En el tomo LXVII de la «Biblioteca de Autores Españoles» puede encontrarse una buena selección de poesías de Félix María Reinoso (1772-1841) y en el tomo XXIX de la misma Biblioteca su poema más ambicioso, «La inocencia perdida», que fue publicado en Madrid en 1804, después de una edición furtiva y plagada de errores que siguió a la concesión del premio con que fue galardonado en un certamen al que concurrió también, entre otros, Alberto Lista.
Reinoso formó parte de la escuela sevillana prerromántica con el nombre de Fileno, y de acuerdo con el espíritu de aquélla manifiesta en su poesía un decidido gusto por las formas clásicas y se mantiene rígidamente en el marco de sus estrechas fórmulas. Más que poeta es artífice, y así su poesía se resiente de la falta de una inspiración auténtica y es en cambio casi perfecta en cuanto a la forma, primorosa en varias ocasiones. Falta en sus poemas contenido, naturalidad, facilidad e inspiración; la perfección externa no llega a infundirles un espíritu vivificador.
«La inocencia perdida» es un poema en dos cantos sobre el mismo tema que Milton escogió para su Paraíso perdido (v.); fue tema fijado por la Academia que convocó el certamen y resultó poco apto para las características que se exigían de los poemas. Técnicamente es una obra muy bien construida, pero de ella dijo la crítica inmediata que «la parte dramática es muy inferior a la descriptiva», y el juicio dice ya mucho del valor real del poema. Entre sus otras composiciones hay que recordar sus delicadas anacreónticas, sus odas (mejores sin duda las profanas que las sacras), sus elegías y sus epístolas.

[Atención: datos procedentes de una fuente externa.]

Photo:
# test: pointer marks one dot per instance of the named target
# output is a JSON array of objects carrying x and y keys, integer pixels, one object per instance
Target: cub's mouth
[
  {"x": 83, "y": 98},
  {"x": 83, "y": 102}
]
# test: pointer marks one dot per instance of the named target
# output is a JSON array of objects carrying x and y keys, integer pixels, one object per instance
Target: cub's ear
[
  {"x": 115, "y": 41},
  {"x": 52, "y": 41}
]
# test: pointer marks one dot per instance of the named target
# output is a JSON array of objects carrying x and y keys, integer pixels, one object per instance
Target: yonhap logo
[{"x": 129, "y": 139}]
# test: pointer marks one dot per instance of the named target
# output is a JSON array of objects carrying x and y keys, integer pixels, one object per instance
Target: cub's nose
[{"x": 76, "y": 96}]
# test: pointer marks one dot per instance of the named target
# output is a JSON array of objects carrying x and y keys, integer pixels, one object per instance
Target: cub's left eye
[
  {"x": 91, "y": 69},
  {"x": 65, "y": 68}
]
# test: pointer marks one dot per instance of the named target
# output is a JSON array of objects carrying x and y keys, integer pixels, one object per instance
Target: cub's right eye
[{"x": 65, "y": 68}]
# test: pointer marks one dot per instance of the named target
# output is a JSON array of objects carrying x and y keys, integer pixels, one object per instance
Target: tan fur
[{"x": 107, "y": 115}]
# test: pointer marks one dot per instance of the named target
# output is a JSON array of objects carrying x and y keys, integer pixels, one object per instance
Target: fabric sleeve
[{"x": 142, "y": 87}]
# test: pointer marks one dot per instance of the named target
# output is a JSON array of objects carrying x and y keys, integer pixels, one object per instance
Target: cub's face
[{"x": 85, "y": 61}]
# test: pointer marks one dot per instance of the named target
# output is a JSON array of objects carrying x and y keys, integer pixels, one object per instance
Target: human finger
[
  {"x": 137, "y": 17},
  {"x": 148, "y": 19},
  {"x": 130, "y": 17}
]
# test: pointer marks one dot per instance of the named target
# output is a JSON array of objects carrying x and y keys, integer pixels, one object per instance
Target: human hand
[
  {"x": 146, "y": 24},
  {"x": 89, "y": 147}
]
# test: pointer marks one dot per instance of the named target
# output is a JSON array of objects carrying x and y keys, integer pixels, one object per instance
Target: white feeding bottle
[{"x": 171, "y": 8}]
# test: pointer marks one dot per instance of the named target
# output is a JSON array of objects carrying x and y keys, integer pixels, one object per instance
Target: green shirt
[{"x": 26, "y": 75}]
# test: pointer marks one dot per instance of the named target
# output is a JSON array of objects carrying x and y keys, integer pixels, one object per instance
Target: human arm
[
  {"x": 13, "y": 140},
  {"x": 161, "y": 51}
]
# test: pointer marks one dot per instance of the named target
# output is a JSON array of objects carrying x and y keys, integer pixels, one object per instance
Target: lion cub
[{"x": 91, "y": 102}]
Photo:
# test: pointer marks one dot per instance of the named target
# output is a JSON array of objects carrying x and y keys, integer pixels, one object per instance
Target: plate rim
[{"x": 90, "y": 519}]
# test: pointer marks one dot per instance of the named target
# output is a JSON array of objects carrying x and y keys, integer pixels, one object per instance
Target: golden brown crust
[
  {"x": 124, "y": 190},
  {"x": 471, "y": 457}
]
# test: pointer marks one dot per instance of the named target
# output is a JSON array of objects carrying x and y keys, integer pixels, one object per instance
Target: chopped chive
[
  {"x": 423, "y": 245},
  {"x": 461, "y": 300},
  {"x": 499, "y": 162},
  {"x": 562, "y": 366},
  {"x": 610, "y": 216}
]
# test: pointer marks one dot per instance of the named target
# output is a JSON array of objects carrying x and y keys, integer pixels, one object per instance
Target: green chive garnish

Su poesía cobra mayores alientos cuando en ella puede hacer gala de su brillante cultura de hombre de estudios y de su fino espíritu crítico; la «Oda a las artes de la imaginación» es un claro ejemplo de ello.
De su «Oda a la muerte de Ceán Bermúdez», una de las más perfectamente acabadas, dijo Gallardo: «La afectación de sensibilidad es la más fastidiosa de todas las afectaciones», duro y un poco injusto juicio que puede servir, con todo, de triste epitafio a una poesía brillante, pero «sin seso».